We would, no doubt discover sites where early life was evident, it may take a long time, especially if there is not much evidence to begin with. These sites would become incredibly important to our appreciation of Mars as they would be the natural cemetery for the Mars that could have been. We would be compelled to protect these sites and ensure that they weren’t damaged, but preserved, so that the evidence of Martian life could remain well into the future and be used as a comparison for when we find it in other parts of the Solar System or in other parts of the Galaxy.
What if life is there now
Then we turn to the situation of finding life that exists now, that is surviving the harshness of the Martian environment, that has adapted to the lower gravity, more radiation, dimmer light, different atmosphere and cold. It would be hard to imagine that life on Mars could be described as flourishing as one would imagine that we would have found evidence of it by now. So any life that may be present there now is probably just surviving, maybe it’s slowly dying out. Humanity would be faced with the question, how do we preserve life on Mars? Do we try to protect it or just leave it alone? History would suggest that we are unlikely to just leave it alone, as Mars is in a very handy location for Earth. How do we protect the extremely fragile ecosystem that we might find, what measures would we put in place to ensure the survival of any life that’s there and make sure that we don’t inadvertently destroy it?

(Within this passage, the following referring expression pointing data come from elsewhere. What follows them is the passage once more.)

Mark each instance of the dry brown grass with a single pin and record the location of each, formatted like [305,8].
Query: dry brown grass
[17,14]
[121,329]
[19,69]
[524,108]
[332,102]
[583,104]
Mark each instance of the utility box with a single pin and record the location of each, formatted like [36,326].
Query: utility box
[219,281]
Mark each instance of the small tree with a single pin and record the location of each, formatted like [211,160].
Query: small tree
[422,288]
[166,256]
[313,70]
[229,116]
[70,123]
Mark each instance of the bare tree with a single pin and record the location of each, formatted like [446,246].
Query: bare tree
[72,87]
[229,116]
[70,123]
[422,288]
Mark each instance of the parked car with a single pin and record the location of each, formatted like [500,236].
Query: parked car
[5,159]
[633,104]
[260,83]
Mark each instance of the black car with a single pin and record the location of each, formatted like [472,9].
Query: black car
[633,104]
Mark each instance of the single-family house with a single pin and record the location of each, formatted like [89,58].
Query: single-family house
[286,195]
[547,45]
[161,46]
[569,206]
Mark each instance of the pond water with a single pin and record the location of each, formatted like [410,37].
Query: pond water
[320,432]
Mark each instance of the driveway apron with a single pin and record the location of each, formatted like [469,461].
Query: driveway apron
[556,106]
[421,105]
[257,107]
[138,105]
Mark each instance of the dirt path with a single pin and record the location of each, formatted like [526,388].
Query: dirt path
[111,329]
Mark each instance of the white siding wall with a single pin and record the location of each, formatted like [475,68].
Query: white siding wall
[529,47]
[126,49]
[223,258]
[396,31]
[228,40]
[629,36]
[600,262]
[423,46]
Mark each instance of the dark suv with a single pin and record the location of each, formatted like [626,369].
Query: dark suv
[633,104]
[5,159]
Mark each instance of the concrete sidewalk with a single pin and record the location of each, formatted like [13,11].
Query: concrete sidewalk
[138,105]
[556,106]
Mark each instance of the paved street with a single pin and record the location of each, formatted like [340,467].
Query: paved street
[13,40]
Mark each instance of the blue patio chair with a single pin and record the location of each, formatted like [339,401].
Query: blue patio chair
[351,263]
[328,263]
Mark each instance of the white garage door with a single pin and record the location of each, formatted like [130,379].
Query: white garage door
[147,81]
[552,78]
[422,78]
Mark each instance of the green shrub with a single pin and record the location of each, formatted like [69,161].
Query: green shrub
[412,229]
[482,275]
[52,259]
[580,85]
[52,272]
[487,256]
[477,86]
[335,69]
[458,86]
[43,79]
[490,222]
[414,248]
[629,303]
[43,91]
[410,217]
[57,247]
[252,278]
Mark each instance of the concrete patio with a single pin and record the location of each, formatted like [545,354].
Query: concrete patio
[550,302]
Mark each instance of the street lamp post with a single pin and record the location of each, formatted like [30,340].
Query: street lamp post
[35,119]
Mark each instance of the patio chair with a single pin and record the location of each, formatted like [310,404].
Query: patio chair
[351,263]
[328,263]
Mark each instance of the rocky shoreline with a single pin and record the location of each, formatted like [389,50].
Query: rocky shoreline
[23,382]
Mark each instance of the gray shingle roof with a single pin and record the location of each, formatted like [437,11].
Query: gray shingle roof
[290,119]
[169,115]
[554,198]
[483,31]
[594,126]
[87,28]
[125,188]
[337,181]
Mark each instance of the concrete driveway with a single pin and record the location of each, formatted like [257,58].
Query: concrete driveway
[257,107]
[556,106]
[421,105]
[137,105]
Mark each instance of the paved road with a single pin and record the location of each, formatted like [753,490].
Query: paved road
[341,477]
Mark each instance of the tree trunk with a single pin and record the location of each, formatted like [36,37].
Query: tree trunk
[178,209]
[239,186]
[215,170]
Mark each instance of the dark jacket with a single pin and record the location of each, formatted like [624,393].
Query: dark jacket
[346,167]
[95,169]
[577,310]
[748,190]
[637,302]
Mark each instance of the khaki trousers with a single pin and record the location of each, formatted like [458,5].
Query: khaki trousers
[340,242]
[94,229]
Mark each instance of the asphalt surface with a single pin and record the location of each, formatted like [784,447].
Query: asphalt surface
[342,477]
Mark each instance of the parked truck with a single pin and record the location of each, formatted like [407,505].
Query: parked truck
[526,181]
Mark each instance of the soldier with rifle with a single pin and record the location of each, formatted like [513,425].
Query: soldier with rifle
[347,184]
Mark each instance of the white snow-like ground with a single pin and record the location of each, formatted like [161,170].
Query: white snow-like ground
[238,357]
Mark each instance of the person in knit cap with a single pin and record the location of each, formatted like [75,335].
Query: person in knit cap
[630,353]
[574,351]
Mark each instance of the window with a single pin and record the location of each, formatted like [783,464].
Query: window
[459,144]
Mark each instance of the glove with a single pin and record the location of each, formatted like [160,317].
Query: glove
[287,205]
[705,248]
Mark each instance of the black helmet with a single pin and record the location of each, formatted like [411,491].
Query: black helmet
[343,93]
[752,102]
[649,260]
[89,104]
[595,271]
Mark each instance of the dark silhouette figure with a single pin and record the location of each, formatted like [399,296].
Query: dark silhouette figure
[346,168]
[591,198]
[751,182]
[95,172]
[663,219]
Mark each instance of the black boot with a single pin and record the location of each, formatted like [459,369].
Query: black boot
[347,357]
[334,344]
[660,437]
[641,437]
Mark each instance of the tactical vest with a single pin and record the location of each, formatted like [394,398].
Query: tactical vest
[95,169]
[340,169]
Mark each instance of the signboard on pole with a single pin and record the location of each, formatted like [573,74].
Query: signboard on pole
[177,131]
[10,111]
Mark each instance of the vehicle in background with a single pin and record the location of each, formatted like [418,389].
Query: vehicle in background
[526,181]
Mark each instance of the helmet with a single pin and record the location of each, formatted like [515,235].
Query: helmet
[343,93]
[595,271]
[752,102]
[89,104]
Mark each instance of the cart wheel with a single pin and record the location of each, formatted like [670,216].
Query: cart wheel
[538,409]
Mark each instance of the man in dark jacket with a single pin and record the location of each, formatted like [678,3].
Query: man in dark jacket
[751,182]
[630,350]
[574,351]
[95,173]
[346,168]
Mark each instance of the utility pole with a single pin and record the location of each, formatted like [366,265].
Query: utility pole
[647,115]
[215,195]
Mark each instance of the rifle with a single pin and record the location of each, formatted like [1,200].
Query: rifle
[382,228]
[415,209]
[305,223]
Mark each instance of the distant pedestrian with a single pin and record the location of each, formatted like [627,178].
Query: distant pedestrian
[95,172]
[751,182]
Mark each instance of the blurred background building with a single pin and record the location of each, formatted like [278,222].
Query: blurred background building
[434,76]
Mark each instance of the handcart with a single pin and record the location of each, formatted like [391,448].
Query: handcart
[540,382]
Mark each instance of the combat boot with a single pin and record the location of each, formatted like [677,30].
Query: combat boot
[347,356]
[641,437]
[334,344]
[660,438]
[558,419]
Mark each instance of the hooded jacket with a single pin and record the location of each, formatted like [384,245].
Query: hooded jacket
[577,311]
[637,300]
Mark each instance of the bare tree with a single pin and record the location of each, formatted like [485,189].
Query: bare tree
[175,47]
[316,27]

Let’s not cause an extinction event on another planet
Discovery of life on Mars would imply that we have a responsibility to protect it and not do anything that would destroy it. So what should we be thinking about now, to ensure we don’t find that we caused an extinction event on Mars that destroyed the Solar System’s most fragile ecosystem? We should be making sure that any landing sites we identify are resilient to what we might do to them when landing our landers, resupply spaceships etc. We need to make sure that the initial vehicles are low impact and don’t interfere with the Martian terrain. Once we establish an area is completely clear of life then we can be a bit more rough and bring in the heavy gear. Maybe our exploration of Mars should be centred in one area first so we can create a perimeter that we know for certain is clear of any fragile life forms and then we slowly move out from there once we clear the areas, kind of like picking our way through a minefield.

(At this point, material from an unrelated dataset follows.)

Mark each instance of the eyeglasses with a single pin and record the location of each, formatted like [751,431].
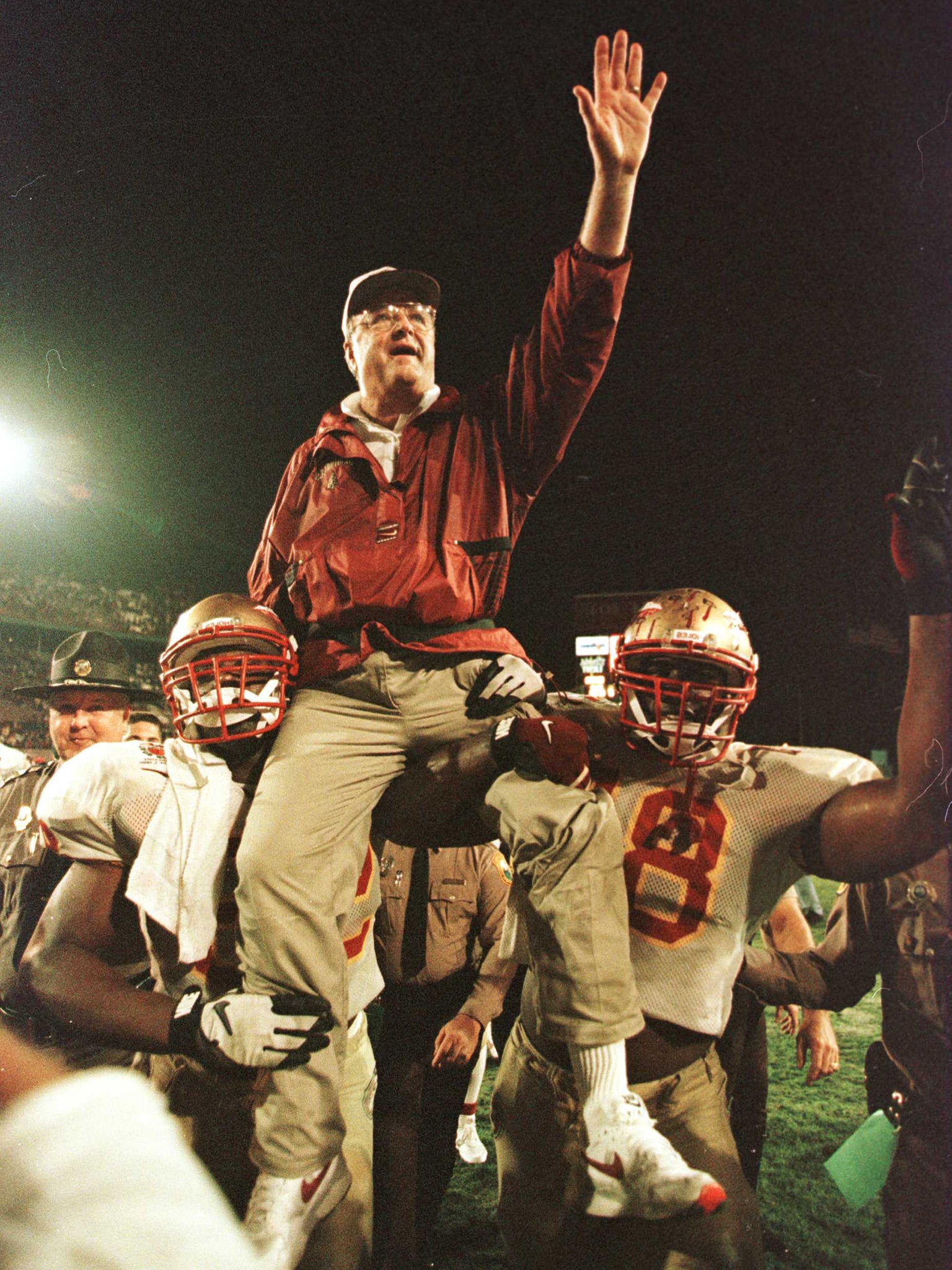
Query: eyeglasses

We have to be meticulous and make sure that every stone unturned is carefully treated and everything we move we understand the impact of mowing it. Our historic ‘bull in a china shop’ approach to ecosystems could do irreversible damage Mars. We only get one chance to get this right so we should be thinking and planing about this now. It might be that the UN should set up a Mars Planetary Protection Office, to protect Mars from us.